「教師の日」聞いたことありますか?あまり普及していませんし、教師自身や学校関係者にもあまり知られていません。筆者も知ったのはつい数年前です。
実は以前から教師の日はいろいろな国で制定されていたとのこと。その場合、地元の教育者や教育における重要な日を記念日として定めている場合が多いです。
「教師の日」一例
国 | 日にち | 由来 |
中華民国 | 9月28日 | 孔子の誕生日 |
チェコ / スロバキア | 3月28日 | コメニウスの誕生日 |
ペルー | 7月6日 | 初めて師範学校が設立された日 |
大韓民国 | 5月15日 | 世宗大王の誕生日 |
10月5日は「世界教師デー」
そして国際的には国際連合教育科学文化機関 (ユネスコ/UNESCO)により1994年から10月5日を「世界教師デー」と定めています。

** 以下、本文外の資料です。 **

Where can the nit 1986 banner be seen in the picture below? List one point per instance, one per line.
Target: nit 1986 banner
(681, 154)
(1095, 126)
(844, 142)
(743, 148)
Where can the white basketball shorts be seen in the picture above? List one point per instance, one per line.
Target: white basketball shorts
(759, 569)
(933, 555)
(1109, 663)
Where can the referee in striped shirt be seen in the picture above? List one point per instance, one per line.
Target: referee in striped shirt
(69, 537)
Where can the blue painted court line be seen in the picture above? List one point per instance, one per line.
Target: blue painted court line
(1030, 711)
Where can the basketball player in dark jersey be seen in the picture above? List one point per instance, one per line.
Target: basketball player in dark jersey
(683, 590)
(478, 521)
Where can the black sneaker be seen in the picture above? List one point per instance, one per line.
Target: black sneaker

世界教師デー (World Teachers’ Day) とは、毎年10月5日に行われる国際デーである。1966年にユネスコと国際労働機関 (ILO) により「教員の地位に関する勧告」が採択されたことを記念し、1994年から開催されている。
Wikipediaより
世界教師デーは、「世界中の教育者の立場を認め、評価し、改善する」ことに焦点をあて、教師や教育に関連する問題を検討する機会となることを目的としている。
日本でも10月5日を「教師の日」とする動き
日本では10月5日は祝日と定められていませんが、それを「教師の日」と制定しようとする動きがあります。

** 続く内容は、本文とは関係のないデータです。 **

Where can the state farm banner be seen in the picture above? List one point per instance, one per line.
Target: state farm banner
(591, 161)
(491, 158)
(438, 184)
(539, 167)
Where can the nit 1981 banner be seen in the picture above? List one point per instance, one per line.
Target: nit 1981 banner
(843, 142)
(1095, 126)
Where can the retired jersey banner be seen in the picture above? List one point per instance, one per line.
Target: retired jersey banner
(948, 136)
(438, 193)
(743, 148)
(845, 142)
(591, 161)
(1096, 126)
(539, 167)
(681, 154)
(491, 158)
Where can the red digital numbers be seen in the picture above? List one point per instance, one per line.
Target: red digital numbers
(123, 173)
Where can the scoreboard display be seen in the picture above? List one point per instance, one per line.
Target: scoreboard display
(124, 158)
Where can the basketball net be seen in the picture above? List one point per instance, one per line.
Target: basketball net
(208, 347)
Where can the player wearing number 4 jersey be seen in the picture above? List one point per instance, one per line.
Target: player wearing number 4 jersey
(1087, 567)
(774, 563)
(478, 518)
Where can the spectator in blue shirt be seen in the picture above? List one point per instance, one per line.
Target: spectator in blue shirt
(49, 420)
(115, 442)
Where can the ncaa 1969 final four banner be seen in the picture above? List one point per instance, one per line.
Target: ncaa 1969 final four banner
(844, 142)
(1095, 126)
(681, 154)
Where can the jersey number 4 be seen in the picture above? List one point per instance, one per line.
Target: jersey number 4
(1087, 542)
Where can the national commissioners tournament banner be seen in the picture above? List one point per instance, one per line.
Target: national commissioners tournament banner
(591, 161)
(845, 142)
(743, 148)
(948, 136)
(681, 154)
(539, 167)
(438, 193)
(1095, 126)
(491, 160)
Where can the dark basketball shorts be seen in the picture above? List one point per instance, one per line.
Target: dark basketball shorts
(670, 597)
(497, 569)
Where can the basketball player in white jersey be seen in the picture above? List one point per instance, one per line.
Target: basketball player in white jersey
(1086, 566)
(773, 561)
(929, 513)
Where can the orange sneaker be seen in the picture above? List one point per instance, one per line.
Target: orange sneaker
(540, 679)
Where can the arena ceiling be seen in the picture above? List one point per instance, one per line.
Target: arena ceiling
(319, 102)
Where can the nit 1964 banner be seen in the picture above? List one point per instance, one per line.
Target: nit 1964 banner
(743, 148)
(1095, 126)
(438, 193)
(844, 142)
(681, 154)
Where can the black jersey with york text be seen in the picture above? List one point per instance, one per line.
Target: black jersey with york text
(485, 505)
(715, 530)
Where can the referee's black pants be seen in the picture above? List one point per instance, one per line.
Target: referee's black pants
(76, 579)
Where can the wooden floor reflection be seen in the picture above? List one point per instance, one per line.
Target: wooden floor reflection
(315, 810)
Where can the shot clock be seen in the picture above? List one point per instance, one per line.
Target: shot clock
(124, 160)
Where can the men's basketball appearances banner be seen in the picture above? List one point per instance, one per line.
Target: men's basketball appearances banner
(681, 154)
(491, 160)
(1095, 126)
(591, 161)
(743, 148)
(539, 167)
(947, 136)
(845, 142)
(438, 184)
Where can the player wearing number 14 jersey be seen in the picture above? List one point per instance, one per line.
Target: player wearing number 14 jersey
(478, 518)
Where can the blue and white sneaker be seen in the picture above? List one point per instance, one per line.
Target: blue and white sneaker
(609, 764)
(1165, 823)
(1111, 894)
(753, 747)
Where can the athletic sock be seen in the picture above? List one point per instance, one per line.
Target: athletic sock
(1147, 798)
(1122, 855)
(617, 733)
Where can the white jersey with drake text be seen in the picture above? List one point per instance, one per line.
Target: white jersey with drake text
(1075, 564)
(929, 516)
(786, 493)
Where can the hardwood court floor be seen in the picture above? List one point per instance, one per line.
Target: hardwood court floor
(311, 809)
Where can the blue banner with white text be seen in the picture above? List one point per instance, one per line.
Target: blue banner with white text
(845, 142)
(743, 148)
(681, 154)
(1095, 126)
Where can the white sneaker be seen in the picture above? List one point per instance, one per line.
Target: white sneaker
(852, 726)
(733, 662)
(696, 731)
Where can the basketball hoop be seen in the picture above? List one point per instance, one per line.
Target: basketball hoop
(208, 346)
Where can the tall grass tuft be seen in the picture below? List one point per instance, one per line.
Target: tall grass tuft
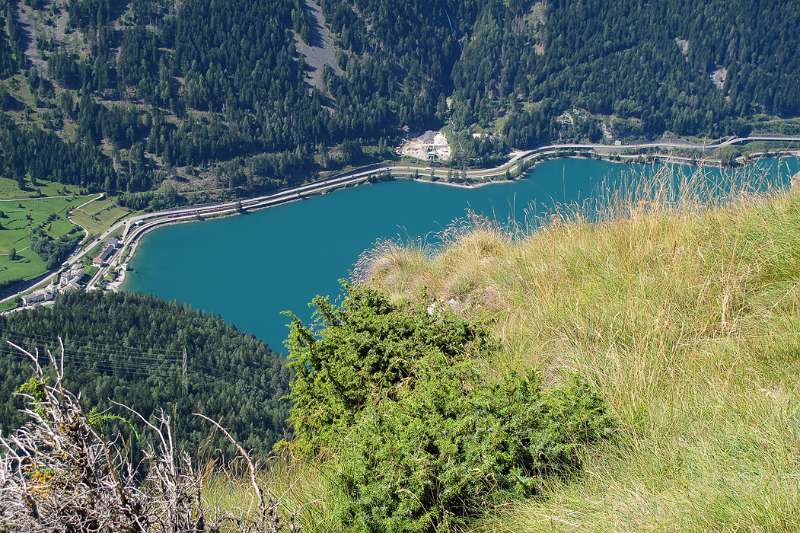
(680, 299)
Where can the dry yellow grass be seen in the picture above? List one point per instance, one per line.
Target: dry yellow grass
(686, 317)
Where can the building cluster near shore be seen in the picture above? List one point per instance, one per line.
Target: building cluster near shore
(71, 278)
(105, 254)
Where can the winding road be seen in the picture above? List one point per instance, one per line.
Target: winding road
(133, 228)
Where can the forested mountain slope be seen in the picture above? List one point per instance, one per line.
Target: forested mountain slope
(213, 94)
(129, 348)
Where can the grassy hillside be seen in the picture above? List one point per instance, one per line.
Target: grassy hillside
(688, 320)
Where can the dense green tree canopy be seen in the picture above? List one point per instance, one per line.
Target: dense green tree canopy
(129, 348)
(160, 84)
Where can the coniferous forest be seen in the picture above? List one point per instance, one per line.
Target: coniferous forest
(122, 96)
(130, 348)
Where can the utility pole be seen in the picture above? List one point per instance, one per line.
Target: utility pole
(183, 369)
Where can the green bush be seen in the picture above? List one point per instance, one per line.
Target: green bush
(361, 354)
(453, 448)
(423, 441)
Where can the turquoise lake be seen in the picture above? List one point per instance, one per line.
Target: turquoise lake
(249, 268)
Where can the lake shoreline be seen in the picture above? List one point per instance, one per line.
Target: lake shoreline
(516, 169)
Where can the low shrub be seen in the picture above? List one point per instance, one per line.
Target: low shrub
(423, 441)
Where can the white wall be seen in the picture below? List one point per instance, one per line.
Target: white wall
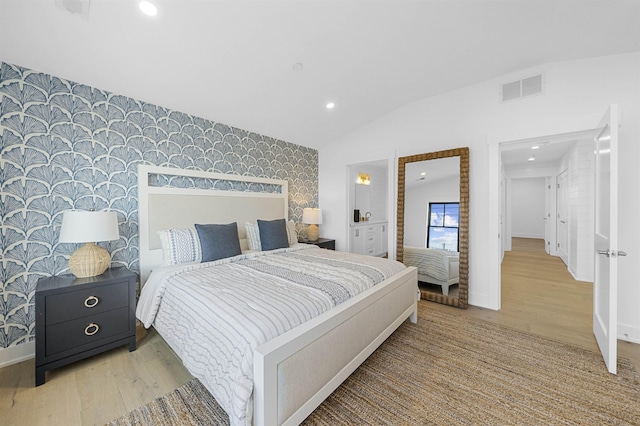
(576, 96)
(417, 201)
(527, 207)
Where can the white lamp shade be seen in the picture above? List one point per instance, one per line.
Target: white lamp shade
(312, 216)
(89, 226)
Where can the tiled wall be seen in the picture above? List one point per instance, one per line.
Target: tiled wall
(65, 145)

OECD(経済協力開発機構)の調査では、日本の教師の労働時間は主要先進国の中でも最も厳しい水準にあり、多岐に渡る事務作業の他、放課後の課外授業の指導、保護者の対応など授業以外に費やす時間が年々増加傾向にある。
Wikipediaより
そのため、教師のモチベーション、社会的地位を維持向上させるべく、有志団体(のちに一般社団法人「教師の日」普及委員会となる)により、「教師の日」を契機として社会機運を醸成し、社会全体で教師に感謝し、応援するムーブメントが始まった。

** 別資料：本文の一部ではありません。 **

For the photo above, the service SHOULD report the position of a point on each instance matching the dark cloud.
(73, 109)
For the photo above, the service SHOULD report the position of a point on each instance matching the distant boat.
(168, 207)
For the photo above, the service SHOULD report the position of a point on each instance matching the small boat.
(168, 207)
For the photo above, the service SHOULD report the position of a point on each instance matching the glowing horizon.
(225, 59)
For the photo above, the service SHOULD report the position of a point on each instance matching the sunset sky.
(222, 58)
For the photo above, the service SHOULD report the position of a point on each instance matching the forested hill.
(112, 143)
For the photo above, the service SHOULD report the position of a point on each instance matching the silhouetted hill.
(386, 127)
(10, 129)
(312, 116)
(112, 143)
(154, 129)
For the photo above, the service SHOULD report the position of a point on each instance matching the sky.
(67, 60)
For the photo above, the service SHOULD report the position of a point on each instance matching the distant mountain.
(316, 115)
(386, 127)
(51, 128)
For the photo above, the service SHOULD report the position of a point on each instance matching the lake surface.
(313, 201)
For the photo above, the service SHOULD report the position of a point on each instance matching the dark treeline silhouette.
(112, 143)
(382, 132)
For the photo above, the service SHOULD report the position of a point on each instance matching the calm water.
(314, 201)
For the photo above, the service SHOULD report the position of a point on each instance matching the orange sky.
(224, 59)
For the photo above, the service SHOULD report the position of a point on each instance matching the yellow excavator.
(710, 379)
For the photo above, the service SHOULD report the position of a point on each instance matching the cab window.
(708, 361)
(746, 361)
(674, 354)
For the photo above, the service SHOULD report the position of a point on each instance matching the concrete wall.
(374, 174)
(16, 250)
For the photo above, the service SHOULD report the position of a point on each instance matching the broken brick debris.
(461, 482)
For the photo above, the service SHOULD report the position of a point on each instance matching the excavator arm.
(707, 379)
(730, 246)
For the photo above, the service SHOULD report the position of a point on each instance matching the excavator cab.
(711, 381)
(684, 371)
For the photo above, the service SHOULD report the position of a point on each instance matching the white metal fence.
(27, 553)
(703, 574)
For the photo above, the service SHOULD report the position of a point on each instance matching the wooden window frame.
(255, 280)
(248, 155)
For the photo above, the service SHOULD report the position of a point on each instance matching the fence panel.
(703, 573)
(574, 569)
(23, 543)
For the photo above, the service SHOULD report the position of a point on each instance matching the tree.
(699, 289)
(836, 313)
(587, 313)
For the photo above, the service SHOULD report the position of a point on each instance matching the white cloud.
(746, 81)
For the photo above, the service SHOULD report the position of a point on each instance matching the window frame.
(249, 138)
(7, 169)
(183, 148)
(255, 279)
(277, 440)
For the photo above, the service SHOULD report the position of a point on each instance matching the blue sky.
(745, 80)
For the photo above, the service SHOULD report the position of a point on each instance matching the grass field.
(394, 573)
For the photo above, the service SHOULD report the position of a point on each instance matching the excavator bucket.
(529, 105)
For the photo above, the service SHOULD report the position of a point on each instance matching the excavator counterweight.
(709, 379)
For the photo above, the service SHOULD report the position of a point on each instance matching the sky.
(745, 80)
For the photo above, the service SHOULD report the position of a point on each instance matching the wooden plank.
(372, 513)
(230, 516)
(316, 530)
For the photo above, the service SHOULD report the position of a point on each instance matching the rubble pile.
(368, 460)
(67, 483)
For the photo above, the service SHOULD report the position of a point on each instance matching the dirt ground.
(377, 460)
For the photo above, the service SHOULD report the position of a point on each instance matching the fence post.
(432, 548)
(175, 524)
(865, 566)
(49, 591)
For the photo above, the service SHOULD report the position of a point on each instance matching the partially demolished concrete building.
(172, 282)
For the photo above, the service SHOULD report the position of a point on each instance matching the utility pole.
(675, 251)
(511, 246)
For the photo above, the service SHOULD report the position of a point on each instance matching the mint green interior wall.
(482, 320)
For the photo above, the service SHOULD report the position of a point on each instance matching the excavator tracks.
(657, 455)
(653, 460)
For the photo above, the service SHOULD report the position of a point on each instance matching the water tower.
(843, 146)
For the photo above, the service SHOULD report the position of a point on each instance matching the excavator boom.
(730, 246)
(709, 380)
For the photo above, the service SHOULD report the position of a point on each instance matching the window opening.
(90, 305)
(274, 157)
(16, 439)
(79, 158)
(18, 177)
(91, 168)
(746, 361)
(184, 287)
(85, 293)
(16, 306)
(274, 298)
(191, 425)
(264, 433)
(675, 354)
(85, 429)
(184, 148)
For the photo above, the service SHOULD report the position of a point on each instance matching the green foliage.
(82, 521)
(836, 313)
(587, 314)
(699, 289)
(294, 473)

教師のモチベーション、社会的地位の向上のため、「一般社団法人『教師の日』普及委員会」が中心となり、普及・啓発を図っています。
日本の「教師の日」普及の歴史
年 | 主な出来事 |
2015年(平成27年) | ・Japan Teacher’s Week 2015 実行委員会主催として教師の日の普及活動を開始 ・渋谷区内の小学校2校で手紙とかすみ草の花束を贈るサプライズセレモニーを開催 |
2016年(平成28年) | ・一般社団法人「教師の日」普及委員会設立 ・感謝のサプライズセレモニー開催校が渋谷区内に拡大。中学校が加わる |
2017年(平成29年) | ・教育再生実行会議総長が、安倍首相に対し、「10.5 教師の日」の創設を求める ・感謝のサプライズセレモニー開催校が渋谷区から中野区に広がり、私立学校にも広まる ・ウェブサイト上で「先生のコトバ展」開催 |
2018年(平成30年) | ・ウェブサイト上で「先生のコトバ展」開催 ・元プロボクサー内藤大助氏が日本初の教師の日広報大使に任命される |
2019年(令和元年) | ・ウェブサイト上で「先生のコトバ展」開催 ・元AKBの増田有華さんが教師の日広報大使に任命される |
2020年(令和2年) | ・「教師の日」特別ウェビナー『「先生、ありがとう」から、教育を変える』開催 |
「働き方改革」の逆行にならないように
最初に「教師の日」を知ったとき、「いいよ、恥ずかしいから」と思ったものです。「感謝」は自然にされるもので、わざわざ日を設けしてもらうものではないと思ったからです。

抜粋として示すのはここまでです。